On paper, Rogue Legacy is something that I could really jive with. It's a roguelite, obviously, a genre that has really struggled to capture my attention for prolonged periods, but by way of classical platforming and slashing, gold coins exploding out of every chest, enemy, and piece of furniture. I'm susceptible to these sorts of things, admittedly, like jangling keys entertaining a cat.

These coins serve as currency for a progression system, which I also consider a saving grace for roguelikes - a way for me to meaningfully evaluate my progress and improvement beyond a nebulous self-examination of "skill" - and in tandem, hours blew by in Rogue Legacy as I smashed and crashed everything in sight, amassing my fortune and unlocking new goodies. I have always been a fan of treasure-seeking and optional midbosses, and this game has both in spades.

Unfortunately, though this is presumably one of the valid, intended playstyles by the developers - especially for those like myself who are not amazing at these zippy bullet-spam indies, and need the various upgrades to have a solid chance - playing this way is setting yourself up for torture. A vast majority of the armor pieces, runes, and skill tree nodes are effectively worthless, as everything comes back to attack strength and your health and mana pools. The new classes you can unlock are largely terrible, usually coming with severely reduced survivability in exchange for their gimmick, and since your character is rerolled each death, you may find your selection of kin to be exclusively useless, or putting you at a vast disadvantage. In the late game, even with the ability of picking one of 6 possible descendants, I was regularly faced with no good option, and resigned myself to a quick death in order to try my luck again.

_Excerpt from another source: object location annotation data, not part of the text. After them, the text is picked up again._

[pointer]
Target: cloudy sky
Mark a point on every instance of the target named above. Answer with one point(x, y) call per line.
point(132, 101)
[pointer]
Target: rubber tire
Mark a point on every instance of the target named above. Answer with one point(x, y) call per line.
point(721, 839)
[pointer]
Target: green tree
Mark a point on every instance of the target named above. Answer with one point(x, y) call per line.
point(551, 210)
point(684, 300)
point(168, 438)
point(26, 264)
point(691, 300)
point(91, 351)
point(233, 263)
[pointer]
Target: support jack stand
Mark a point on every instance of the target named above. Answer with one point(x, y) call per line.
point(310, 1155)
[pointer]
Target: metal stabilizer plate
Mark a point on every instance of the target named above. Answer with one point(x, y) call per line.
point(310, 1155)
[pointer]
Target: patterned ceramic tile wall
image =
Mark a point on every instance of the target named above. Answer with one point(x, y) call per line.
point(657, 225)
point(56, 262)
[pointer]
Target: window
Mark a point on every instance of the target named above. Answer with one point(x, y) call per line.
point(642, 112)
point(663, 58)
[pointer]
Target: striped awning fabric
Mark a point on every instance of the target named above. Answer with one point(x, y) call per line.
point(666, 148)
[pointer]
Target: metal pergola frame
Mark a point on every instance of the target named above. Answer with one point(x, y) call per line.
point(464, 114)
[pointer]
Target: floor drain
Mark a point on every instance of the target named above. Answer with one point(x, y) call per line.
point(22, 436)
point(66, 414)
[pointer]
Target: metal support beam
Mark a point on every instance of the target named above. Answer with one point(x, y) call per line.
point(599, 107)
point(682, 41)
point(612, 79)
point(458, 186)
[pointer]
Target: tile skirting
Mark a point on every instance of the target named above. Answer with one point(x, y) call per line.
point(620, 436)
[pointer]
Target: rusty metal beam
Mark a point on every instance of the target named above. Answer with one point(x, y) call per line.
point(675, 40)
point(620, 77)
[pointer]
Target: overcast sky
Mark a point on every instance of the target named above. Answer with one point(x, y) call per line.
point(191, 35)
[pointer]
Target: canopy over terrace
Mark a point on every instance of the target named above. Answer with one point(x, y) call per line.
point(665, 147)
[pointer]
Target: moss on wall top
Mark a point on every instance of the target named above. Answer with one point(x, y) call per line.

It wasn't until I had accumulated most every treasure in the game that I started to clean up the remaining bosses and trying to finish the story, and despite having high-level equipment and well over 100 levels to my name, distributed evenly among all the experience nodes, I was still woefully unprepared for the more difficult challenges. Barring impeccable precision and endurance, it's significantly more advantageous to the player to skip all of the goodies, instead just pouring your fortune into the essential stats and abstaining from unlocking the gimped classes. Every time I saw a Mage, Spellsword, Assassin, Spelunker (when not treasure-seeking), and especially the godforsaken [REDACTED], my heart sank a bit. If I were to pick one of them, returning to the boss that slayed me would be a fool's errand.

Rogue Legacy offers you freedom, but it doesn't truly believe in it. The path to success is a narrow and plain one, and it requires the player to discard the ancillary joys of this game in the process. There is something humming here, a life force of some sort in those glorious bags of gold, but it's poorly honed, and ultimately Rogue Legacy is something of a failure.